Eine Schlamperei von A bis Z

Interview zum Staatssvertrag in der Mittelland Zeitung vom 01.06.2010 mit Martin Rupf

Herr Blocher, was sagen Sie zum Inhalt des GPK-Berichts, soweit Sie diesen überblicken?
Christoph Blocher: Es ist das heraus gekommen, was ich erwartet habe.

Nämlich?
Blocher: Eine Schlamperei von A bis Z.
Was die SVP schon damals, als der Bundesrat die ersten knapp 300 Kundendaten herausgegeben hat, bekannt gegeben hatte.

Wo genau hat der Bundesrat Ihrer Meinung nach geschlampt?
Blocher: Keine saubere Projektführung, kein Terminplan in der Verwaltung und mit dem Bundesverwaltungsgericht. Am Schluss reichte die Zeit nicht mehr, um die Dossiers zu bearbeiten und man gab sie rechtswidrig hinaus.

Wie hätte das Debakel Ihrer Meinung nach vermieden werden können?
Blocher: Es braucht weder eine Verwaltungsreform noch mehr Staatssekretäre. Sondern es braucht nur Bundesräte und eine Verwaltung, die ihre Arbeit so machen, wie sich das gehört.

Im Bericht heisst es, der Bundesrat habe sich vom Finanzplatz instrumentalisieren lassen. Ihre Einschätzung?
Blocher: Klar hat der Finanzplatz versucht, den Bundesrat zu beeinflussen. Das macht eigentlich auch nichts.

Wie bitte?
Blocher: Viele Verbände und Interessensgruppen versuchen, auf die Politik Einfluss zu nehmen. Längst nicht alle, die mit einer hohlen Hand ums Bundeshaus rumstreichen, sind Clochards. Entscheidend ist, dass der Bundesrat dem Einfluss nachgegeben hat – ja nachgeben musste.

Wieso hat der Bundesrat nachgegeben?
Blocher: Die zwei Schweizer Banken sind so gross, dass man sie nicht fallen lassen durfte, weil das die Schweizer Wirtschaft in den Abgrund gezogen hätte.

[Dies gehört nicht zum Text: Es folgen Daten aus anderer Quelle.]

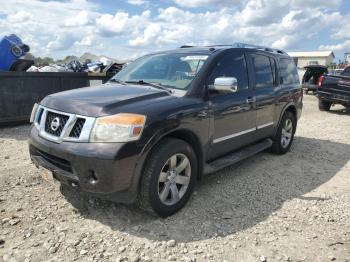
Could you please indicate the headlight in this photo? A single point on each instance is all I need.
(32, 115)
(118, 128)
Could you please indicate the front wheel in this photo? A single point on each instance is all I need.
(168, 178)
(285, 134)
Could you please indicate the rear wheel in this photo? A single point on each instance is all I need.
(324, 105)
(285, 134)
(168, 178)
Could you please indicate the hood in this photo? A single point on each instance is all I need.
(100, 100)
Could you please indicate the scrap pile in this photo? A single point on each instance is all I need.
(104, 65)
(12, 51)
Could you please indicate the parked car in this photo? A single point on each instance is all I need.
(166, 120)
(311, 77)
(334, 89)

Deshalb muss das „To-big-too-fail“-Problem endlich gelöst werden.

Mit einer Holdingstruktur?
Blocher: Ja. Unser Modell sieht zum Beispiel eine UBS USA, eine UBS China, eine UBS Schweiz etc. vor. Diese ausländischen Einheiten dürfen finanziell nicht verknüpft sein. Dann könnte eine ausländische Einheit notfalls Konkurs gehen, ohne dass die Schweiz UBS davon betroffen wäre.

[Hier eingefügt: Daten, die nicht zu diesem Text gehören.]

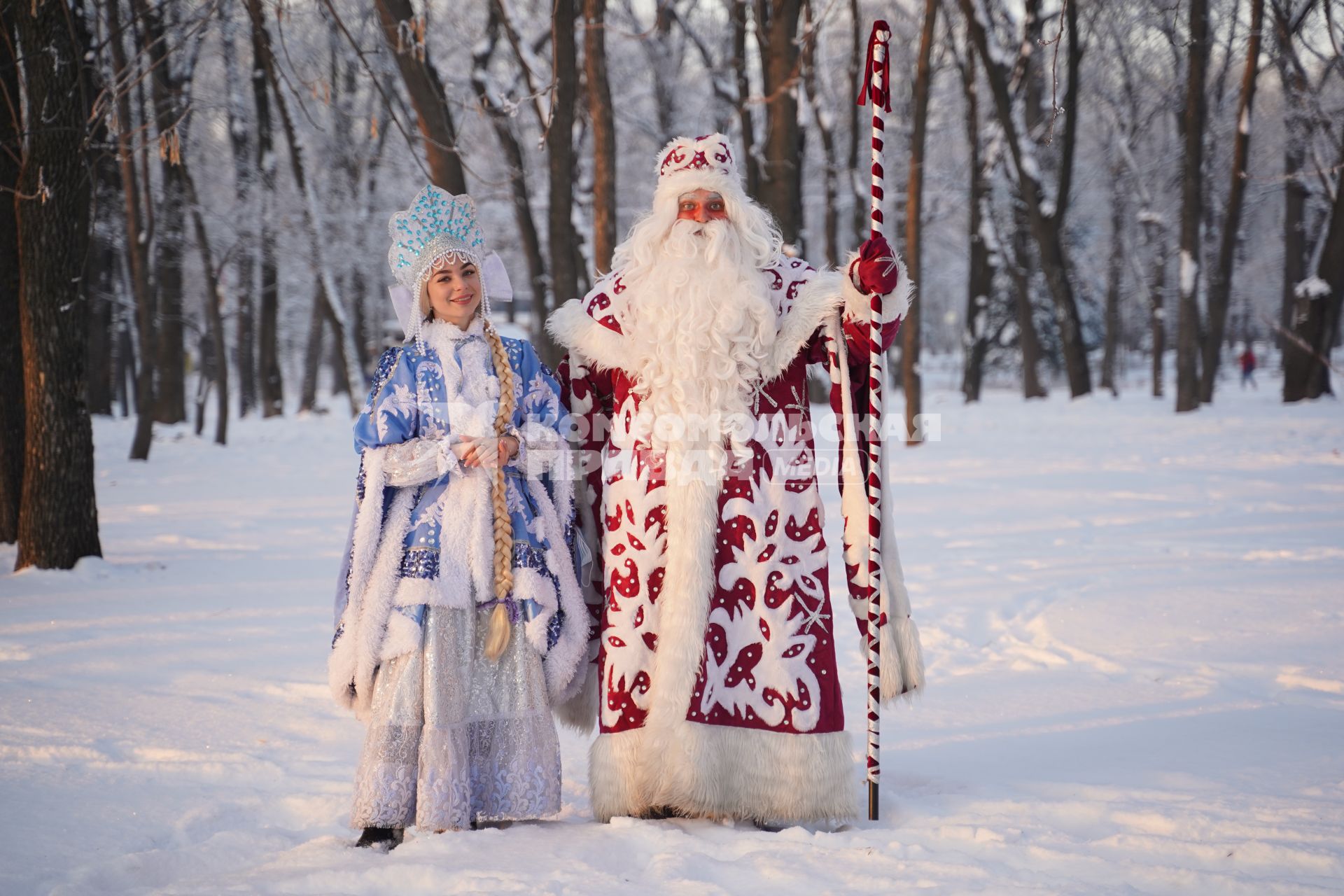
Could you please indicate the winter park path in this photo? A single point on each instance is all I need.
(1132, 624)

Zurück zum GPK-Bericht. Braucht es jetzt noch eine PUK?
Blocher: Ja. Die Prüfungskompetenz einer PUK reicht viel weiter als diejenige der GPK.

Welche Fragen könnten dann noch beantwortet werden?
Blocher: Die PUK hat ähnliche Kompetenzen wie ein Gericht, nur leider besteht sie aus Parlamentariern (lacht). Ganz entscheidend ist die Klärung der Frage, ob die Aufsichtsbehörde eine gute Arbeit gemacht hat oder nicht. Ich bin überzeugt, eine vom Bund gewählte Aufsicht ist bei der heutigen Bankenorganisation nicht in der Lage, eine Grossbank wie die UBS mit all ihren Auslandtätigkeiten zu überwachen.

Der GPK-Bericht kritisiert vor allem Finanzminister Hans-Rudolf Merz. Ist sein Rücktritt nun überfällig?
Blocher: Natürlich trägt Hans-Rudolf Merz eine grosse Verantwortung in dieser ganzen Angelegenheit. In die Pflicht zu nehmen ist aber auch der Bankenausschuss (Merz, Calmy-Rey und Widmer-Schlumpf) und ebenso der Gesamtbundesrat, die es verpasst haben, Merz kritische Fragen zu stellen, einen sauberen Ablauf zu verlangen und die Verantwortung zu übernehmen. Mit Rücktrittsforderungen gegenüber einzelnen Personen ist es nicht getan. Die Schlamperei ist die Folge des schönrednerischen, süsslichen Kollegialprinzips ohne persönliche Verantwortung für das Ganze.